This section contains two code examples. The first example demonstrates the two kinds of delegates that can be created with this method overload: open over an instance method and open over a static method.

The second code example demonstrates compatible parameter types and return types.

Example 1

The following code example demonstrates the two ways a delegate can be created using this overload of the CreateDelegate method.

Note

There are two overloads of the CreateDelegate method that specify a MethodInfo but not a first argument; their functionality is the same except that one allows you to specify whether to throw on failure to bind, and the other always throws.

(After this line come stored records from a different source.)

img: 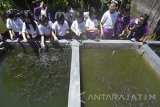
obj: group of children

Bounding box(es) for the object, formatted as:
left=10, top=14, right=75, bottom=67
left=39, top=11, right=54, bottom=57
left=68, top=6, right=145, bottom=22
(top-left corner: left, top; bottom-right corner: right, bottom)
left=4, top=0, right=151, bottom=48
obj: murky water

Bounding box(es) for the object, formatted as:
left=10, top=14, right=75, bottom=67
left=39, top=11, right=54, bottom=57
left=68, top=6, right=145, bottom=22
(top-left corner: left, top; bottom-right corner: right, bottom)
left=80, top=48, right=160, bottom=107
left=0, top=47, right=71, bottom=107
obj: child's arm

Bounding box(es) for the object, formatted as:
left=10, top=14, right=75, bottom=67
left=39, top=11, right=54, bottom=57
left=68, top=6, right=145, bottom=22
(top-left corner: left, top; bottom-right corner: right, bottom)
left=8, top=29, right=15, bottom=40
left=85, top=20, right=98, bottom=32
left=21, top=32, right=28, bottom=42
left=51, top=30, right=58, bottom=41
left=6, top=19, right=15, bottom=40
left=100, top=22, right=103, bottom=38
left=21, top=23, right=28, bottom=41
left=0, top=34, right=2, bottom=40
left=142, top=35, right=149, bottom=43
left=71, top=21, right=81, bottom=36
left=139, top=35, right=149, bottom=46
left=128, top=25, right=136, bottom=31
left=39, top=26, right=45, bottom=47
left=65, top=21, right=70, bottom=36
left=66, top=30, right=70, bottom=35
left=71, top=28, right=80, bottom=36
left=86, top=27, right=99, bottom=32
left=141, top=25, right=150, bottom=45
left=41, top=35, right=45, bottom=47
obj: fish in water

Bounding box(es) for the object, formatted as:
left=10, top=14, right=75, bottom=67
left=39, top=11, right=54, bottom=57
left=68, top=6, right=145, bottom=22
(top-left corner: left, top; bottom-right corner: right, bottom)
left=112, top=50, right=116, bottom=56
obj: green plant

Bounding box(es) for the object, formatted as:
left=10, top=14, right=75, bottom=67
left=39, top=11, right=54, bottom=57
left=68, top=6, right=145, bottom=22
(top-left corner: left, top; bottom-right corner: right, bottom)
left=0, top=0, right=12, bottom=16
left=100, top=0, right=108, bottom=6
left=55, top=0, right=68, bottom=8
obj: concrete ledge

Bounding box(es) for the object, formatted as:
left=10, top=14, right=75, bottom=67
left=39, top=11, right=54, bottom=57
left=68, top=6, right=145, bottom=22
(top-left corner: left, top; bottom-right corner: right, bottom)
left=147, top=40, right=160, bottom=44
left=139, top=44, right=160, bottom=78
left=81, top=40, right=138, bottom=49
left=6, top=39, right=68, bottom=46
left=68, top=41, right=81, bottom=107
left=5, top=39, right=69, bottom=43
left=82, top=40, right=136, bottom=44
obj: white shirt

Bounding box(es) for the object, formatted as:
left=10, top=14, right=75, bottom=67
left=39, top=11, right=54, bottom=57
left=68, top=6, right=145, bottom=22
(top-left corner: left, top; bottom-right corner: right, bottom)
left=71, top=20, right=85, bottom=33
left=22, top=21, right=38, bottom=35
left=101, top=11, right=118, bottom=29
left=53, top=21, right=69, bottom=36
left=84, top=12, right=89, bottom=21
left=38, top=21, right=54, bottom=36
left=6, top=18, right=23, bottom=32
left=85, top=18, right=98, bottom=30
left=41, top=8, right=47, bottom=17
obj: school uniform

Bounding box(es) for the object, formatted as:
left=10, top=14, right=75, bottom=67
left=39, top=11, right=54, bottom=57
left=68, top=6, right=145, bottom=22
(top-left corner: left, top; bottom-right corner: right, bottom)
left=101, top=10, right=118, bottom=39
left=53, top=20, right=69, bottom=40
left=38, top=21, right=54, bottom=40
left=114, top=12, right=130, bottom=37
left=85, top=18, right=98, bottom=39
left=34, top=6, right=50, bottom=21
left=38, top=20, right=63, bottom=50
left=34, top=6, right=41, bottom=21
left=128, top=19, right=150, bottom=41
left=71, top=20, right=85, bottom=40
left=6, top=18, right=23, bottom=39
left=22, top=21, right=39, bottom=39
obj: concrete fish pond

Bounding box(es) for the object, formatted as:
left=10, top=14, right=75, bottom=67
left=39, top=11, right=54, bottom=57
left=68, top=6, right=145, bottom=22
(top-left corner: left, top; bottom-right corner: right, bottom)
left=0, top=40, right=160, bottom=107
left=79, top=40, right=160, bottom=107
left=0, top=40, right=71, bottom=107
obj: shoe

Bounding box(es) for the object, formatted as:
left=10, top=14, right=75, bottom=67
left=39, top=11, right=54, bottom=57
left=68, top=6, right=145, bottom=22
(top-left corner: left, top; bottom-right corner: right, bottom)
left=130, top=38, right=136, bottom=42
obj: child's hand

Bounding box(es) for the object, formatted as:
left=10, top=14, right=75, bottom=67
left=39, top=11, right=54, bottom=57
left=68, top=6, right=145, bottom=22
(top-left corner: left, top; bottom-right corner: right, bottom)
left=54, top=36, right=58, bottom=41
left=66, top=31, right=70, bottom=34
left=76, top=31, right=81, bottom=36
left=40, top=1, right=44, bottom=7
left=32, top=34, right=37, bottom=39
left=19, top=32, right=22, bottom=35
left=41, top=42, right=45, bottom=48
left=100, top=31, right=104, bottom=38
left=75, top=32, right=78, bottom=36
left=94, top=28, right=98, bottom=31
left=95, top=28, right=99, bottom=33
left=139, top=42, right=144, bottom=46
left=10, top=31, right=15, bottom=40
left=10, top=34, right=15, bottom=40
left=0, top=34, right=2, bottom=39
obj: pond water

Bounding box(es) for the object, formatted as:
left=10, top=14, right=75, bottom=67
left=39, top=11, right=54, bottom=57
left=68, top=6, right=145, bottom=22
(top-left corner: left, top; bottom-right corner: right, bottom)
left=80, top=48, right=160, bottom=107
left=0, top=47, right=71, bottom=107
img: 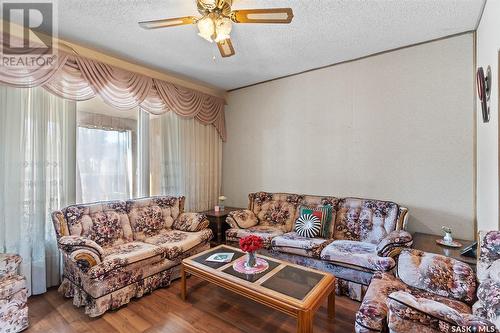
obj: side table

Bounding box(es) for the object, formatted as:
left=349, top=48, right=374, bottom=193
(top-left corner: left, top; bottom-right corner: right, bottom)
left=199, top=207, right=243, bottom=245
left=412, top=232, right=476, bottom=270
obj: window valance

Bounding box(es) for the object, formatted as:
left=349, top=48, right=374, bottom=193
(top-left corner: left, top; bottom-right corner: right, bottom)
left=0, top=50, right=226, bottom=140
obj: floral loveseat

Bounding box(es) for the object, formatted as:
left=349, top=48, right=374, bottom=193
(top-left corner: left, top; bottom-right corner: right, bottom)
left=51, top=196, right=212, bottom=317
left=0, top=253, right=28, bottom=332
left=225, top=192, right=412, bottom=301
left=355, top=246, right=498, bottom=333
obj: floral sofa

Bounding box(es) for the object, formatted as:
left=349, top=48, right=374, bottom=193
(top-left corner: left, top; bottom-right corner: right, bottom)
left=225, top=192, right=412, bottom=301
left=0, top=253, right=28, bottom=332
left=51, top=196, right=213, bottom=317
left=355, top=246, right=498, bottom=333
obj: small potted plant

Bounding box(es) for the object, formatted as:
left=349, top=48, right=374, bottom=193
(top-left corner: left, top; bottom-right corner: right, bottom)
left=239, top=235, right=263, bottom=268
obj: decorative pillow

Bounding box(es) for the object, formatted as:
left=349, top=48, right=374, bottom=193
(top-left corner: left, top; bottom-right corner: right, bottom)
left=297, top=205, right=333, bottom=238
left=173, top=213, right=209, bottom=232
left=295, top=214, right=321, bottom=238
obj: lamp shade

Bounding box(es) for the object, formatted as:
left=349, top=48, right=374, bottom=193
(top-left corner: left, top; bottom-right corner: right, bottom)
left=214, top=17, right=232, bottom=42
left=197, top=16, right=215, bottom=42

This code example uses both overloads.

The example declares a class C with a static method M2 and an instance method M1, and two delegate types: D1 takes an instance of C and a string, and D2 takes a string.

A second class named Example contains the code that creates the delegates.

• A delegate of type D1, representing an open instance method, is created for the instance method M1. An instance must be passed when the delegate is invoked.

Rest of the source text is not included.